Avec ses séries de romans, Jody Picoult a prouvé depuis longtemps qu’elle excellait comme narratrice. Maintenant, elle écrit un livre intitulé « Pardonne-lui » dont les personnages sont eux-mêmes des narrateurs. Ce livre est rempli du style particulier de Picoult, sa façon de se servir des mots et sa capacité à faire de n’importe quelle histoire un récit moderne et innovant. Ceci est très important parce que le sujet de « Pardonne-lui » est l’Holocauste, un sujet qui a été examiné dans à peu près toutes les manières possibles et imaginables.
Le personnage principal de « Pardonne-lui » est Sage Singer, une jeune femme meurtrie par le chagrin et qui participe à un groupe de soutien. Elle est dans ce groupe à cause du décès récent de sa mère. Cette dernière est morte à la suite d’un accident de voiture dans lequel Sage était au volant. L’accident a laissé des cicatrices profondes sur le visage de Sage, d’où sa réticence à apparaître en public. Aussi, elle accepte un emploi de boulangère qui lui permet de travailler de nuit et échapper ainsi aux yeux de ses semblables.
Dans son groupe de soutien, il y a aussi un enseignant retraité du nom de Josef Teller. Il est assez âgé, mais au fil de leurs réunions il se prend d’affection pour Sage et la considère peu à peu comme une amie. Plus tard, il lui demandera de l’aider à mettre fin à ses jours. Elle est bien entendu horrifiée par cette demande, mais ensuite il lui révèle qu’il servait dans l’Armée d’Hitler pendant la Seconde Guerre mondiale et qu’il a fait des choses horribles aux Juifs.

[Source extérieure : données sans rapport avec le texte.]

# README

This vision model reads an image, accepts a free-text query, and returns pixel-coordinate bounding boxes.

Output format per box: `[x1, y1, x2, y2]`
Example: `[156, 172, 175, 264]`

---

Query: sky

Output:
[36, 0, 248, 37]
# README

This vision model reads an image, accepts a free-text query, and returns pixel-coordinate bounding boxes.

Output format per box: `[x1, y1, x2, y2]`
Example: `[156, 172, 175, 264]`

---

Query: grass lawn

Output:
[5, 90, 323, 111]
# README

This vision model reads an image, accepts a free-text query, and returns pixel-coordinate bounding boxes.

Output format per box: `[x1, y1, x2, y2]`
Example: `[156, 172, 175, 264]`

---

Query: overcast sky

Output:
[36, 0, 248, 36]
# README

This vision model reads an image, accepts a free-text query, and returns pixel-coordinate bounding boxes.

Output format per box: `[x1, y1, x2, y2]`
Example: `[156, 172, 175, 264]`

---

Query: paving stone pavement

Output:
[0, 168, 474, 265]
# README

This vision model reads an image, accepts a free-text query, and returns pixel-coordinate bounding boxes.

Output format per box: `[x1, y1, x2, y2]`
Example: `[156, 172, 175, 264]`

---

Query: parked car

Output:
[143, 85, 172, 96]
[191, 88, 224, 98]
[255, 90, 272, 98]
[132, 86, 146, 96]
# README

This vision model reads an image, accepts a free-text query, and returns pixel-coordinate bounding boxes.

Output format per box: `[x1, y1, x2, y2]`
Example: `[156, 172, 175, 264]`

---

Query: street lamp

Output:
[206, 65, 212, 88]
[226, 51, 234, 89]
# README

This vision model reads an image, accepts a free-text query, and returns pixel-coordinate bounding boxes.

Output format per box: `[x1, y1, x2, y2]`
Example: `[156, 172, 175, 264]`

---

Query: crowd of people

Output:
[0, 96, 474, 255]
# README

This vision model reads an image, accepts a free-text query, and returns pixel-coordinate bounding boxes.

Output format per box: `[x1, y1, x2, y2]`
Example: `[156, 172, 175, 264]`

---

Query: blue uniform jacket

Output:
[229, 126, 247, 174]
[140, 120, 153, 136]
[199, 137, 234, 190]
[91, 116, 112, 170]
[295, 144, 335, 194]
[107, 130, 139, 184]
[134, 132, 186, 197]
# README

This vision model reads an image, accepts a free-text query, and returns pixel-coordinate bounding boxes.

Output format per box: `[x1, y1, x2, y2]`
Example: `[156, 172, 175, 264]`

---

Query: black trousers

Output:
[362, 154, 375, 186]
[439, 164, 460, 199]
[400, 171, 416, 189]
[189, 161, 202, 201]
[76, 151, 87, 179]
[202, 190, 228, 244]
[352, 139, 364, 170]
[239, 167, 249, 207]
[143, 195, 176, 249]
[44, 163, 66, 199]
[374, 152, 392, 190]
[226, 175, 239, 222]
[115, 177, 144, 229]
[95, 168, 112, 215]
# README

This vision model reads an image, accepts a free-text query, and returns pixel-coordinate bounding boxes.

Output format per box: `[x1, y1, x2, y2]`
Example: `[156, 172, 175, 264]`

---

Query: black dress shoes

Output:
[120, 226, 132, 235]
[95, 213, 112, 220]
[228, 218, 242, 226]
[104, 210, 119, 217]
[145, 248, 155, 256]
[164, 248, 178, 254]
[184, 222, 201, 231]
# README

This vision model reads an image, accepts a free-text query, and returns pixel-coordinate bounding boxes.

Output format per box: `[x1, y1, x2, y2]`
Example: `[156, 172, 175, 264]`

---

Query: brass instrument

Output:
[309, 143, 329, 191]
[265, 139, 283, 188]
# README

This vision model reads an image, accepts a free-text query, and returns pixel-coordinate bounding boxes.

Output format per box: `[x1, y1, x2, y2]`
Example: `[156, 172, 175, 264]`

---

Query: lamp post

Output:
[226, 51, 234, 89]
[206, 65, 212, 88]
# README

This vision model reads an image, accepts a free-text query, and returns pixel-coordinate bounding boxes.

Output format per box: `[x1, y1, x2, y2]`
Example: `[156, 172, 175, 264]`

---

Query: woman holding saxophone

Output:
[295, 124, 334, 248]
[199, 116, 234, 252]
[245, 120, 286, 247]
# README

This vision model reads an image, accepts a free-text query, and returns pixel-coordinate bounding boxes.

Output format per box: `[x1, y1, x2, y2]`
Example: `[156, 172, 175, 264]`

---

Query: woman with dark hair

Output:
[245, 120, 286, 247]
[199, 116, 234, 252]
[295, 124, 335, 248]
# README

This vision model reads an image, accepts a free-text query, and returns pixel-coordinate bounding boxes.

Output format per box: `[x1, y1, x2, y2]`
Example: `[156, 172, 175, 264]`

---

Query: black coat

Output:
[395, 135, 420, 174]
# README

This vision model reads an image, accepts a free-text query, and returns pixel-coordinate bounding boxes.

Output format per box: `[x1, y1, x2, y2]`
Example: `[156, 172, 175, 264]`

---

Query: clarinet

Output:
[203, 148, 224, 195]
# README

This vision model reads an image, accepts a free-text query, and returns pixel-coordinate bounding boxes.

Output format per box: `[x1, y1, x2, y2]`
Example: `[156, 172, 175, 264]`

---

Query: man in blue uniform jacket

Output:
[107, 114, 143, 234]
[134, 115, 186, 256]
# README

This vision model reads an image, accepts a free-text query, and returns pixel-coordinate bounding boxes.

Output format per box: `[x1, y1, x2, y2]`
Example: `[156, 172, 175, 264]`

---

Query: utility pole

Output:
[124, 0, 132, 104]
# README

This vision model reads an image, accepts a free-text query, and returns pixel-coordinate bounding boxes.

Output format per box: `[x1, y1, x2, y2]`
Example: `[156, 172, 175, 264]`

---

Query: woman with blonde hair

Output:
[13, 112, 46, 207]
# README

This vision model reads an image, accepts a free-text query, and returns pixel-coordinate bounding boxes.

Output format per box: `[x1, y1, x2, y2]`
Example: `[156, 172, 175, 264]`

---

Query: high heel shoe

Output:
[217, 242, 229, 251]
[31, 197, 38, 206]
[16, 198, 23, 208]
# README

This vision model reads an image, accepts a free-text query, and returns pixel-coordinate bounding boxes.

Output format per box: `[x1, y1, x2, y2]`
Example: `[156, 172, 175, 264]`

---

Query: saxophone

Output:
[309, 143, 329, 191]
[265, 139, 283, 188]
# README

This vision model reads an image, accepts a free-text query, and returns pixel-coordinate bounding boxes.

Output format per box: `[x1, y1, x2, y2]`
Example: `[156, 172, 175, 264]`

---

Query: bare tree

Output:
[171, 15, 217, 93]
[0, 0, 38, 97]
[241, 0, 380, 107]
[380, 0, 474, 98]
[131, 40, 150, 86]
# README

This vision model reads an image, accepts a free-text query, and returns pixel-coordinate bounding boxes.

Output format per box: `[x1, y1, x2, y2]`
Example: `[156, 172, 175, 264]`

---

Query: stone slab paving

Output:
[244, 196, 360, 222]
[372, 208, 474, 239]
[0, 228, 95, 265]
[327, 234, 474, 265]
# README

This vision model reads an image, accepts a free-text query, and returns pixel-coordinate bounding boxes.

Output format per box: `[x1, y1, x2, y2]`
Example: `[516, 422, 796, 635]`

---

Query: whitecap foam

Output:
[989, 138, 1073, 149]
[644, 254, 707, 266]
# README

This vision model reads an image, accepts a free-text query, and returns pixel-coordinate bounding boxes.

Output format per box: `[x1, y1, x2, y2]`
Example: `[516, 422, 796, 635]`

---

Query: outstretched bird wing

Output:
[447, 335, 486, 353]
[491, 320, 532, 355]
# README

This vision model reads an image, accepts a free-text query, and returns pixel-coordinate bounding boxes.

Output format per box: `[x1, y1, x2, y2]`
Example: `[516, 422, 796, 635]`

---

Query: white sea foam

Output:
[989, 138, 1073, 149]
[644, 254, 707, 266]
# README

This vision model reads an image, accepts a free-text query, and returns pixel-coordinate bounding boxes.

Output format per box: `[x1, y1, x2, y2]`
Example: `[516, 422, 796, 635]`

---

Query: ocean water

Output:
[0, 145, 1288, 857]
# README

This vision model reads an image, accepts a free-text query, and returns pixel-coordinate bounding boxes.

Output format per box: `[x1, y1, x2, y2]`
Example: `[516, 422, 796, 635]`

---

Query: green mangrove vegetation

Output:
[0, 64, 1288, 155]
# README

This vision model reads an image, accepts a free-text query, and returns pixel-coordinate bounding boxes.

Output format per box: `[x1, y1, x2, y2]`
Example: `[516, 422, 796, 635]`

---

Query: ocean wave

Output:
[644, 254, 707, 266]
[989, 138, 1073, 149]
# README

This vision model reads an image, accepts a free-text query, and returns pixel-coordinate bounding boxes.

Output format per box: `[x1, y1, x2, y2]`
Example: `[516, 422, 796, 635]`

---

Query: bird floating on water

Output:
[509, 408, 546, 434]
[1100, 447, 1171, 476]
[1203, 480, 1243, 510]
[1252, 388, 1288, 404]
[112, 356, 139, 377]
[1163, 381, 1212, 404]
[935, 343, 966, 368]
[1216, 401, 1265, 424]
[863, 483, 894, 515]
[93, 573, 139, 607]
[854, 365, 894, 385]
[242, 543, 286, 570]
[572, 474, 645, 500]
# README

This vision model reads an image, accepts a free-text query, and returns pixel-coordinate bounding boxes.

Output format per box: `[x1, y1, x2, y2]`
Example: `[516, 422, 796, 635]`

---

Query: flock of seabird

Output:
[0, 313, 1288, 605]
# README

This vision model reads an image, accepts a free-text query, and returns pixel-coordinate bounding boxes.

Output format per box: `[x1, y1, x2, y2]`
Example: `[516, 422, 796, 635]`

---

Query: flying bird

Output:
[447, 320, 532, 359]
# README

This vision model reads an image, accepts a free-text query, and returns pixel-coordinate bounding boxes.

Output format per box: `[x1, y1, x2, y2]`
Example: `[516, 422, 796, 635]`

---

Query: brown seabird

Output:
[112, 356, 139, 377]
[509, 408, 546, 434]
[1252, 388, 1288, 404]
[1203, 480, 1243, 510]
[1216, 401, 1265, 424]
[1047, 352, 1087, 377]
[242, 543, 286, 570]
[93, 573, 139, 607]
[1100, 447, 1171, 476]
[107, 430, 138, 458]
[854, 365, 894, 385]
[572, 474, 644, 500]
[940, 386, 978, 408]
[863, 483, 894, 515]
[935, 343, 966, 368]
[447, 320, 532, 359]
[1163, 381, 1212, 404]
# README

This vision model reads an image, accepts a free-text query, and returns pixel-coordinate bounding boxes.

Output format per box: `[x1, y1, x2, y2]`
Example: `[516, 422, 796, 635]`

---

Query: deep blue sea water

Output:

Sage n’est pas une Juive pratiquante à l’instar de sa grand-mère. Cette dernière faisait également partie des gens de confessions juives qui ont été persécutés pendant la guerre. Alors que Sage essais de prendre sa décision concernant Teller, il commence à lui raconter son histoire. En parallèle, sa grand-mère lui raconte également son histoire. Ces deux histoires, racontées du point de vue de la victime et du bourreau, aident Sage à prendre sa décision.
Picoult est une narratrice si magistrale que les deux histoires prennent vie de façon éclatante à travers les pages du livre. Les horreurs de la guerre sont révélées avec force détails, mais l’impact de ces récits est, en quelque sorte, muet. Nous savons que ces deux personnages ont survécu malgré tout ce qu’ils ont pu vivre. Ceci rend leurs histoires moins pénibles à lire.
Sage est aussi un personnage qui attire de la compassion. Elle est indécise, pleine d’insécurités et en contradiction avec sa vie. Sa sérénité, face aux histoires qu’elle entend, rend le récit aussi plus facile pour le lecteur et lui évite de tomber dans la passion. Tout du moins, on arrive à naviguer dans l’histoire sans être aussi touché et horrifié face à tant d’horreur.
La patte particulière de Picoult est toujours présente : l’attention portée aux détails, le point de vue narratif de plusieurs personnages plutôt qu’un seul, et une touche finale qui sera une surprise pour certains lecteurs.